Marc Colombo and Kyle Kosier Need to Get Better or Get Out of the Way

Marc Colombo and Kyle Kosier both returned to practice on Monday after missing time with injuries last week, a good sign for two players who needed the bye week more than just about any others on the Dallas roster. 

Colombo and Kosier have both been dealing with injuries since the preseason and probably should have been left on the sideline for more than just the first week of the regular season. The poor play of the replacement offensive linemen in the first week probably made that impossible. There just wasn't any way to sell Alex Barron as a starting tackle after his hold-a-thon and Montrae Holland's fourth quarter false start stuck out in a game where every play could have changed the outcome. 

Understandable, but less than ideal given the way the two men played in their first game back. They were the worst two players on the field against the Bears and Colombo committed a pair of penalties that hurt the Cowboys as they attempted to get their first victory. Wins tend to make it easy to ignore the negatives, so they weren't particularly scrutinized following the game against the Texans but watching the video finds that they were still net negatives.

In fact, according to Pro Football Focus, they've been the two biggest negatives on the team through the first three weeks. Terrence Newman has a lower overall grade than Kosier, but his is at least spread out over three games and, frankly, that ranking seems a bit punitive for a guy who hasn't been all that bad. Colombo and Kosier get no such reprieve from these eyes, mostly because the Cowboys are treating them like they those rankings are dead on.  

The Cowboys haven't run behind Colombo once in the two games that he's started and they've run behind Kosier just six times. That imbalance is going to make it really easy for opposing defenses to devise plans to halt the Cowboys attack before it gets going. As we saw during the Texans game, the Cowboys offense is at its best when the team's playcalling and formations are unpredictable, but that unpredictably only goes so far when you know that the team will not run behind either of the offensive linemen on the right side. 
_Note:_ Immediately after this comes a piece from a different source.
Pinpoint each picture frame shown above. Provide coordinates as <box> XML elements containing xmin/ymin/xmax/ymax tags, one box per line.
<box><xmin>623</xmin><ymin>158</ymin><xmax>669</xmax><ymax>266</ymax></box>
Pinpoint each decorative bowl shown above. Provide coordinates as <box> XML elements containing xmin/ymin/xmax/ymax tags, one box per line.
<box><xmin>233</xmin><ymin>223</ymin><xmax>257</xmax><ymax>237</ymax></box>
In a perfect world, Colombo and Kosier are better than what the team would get from Barron and Holland. In the real world, the difference has been neglible and that's including the dreadful performance on opening night. That's why you have to hope that the bye week served as a salve for the lingering aches and pains, because the Cowboys can't just keep the status quo in place when the status quo isn't helping them win football games.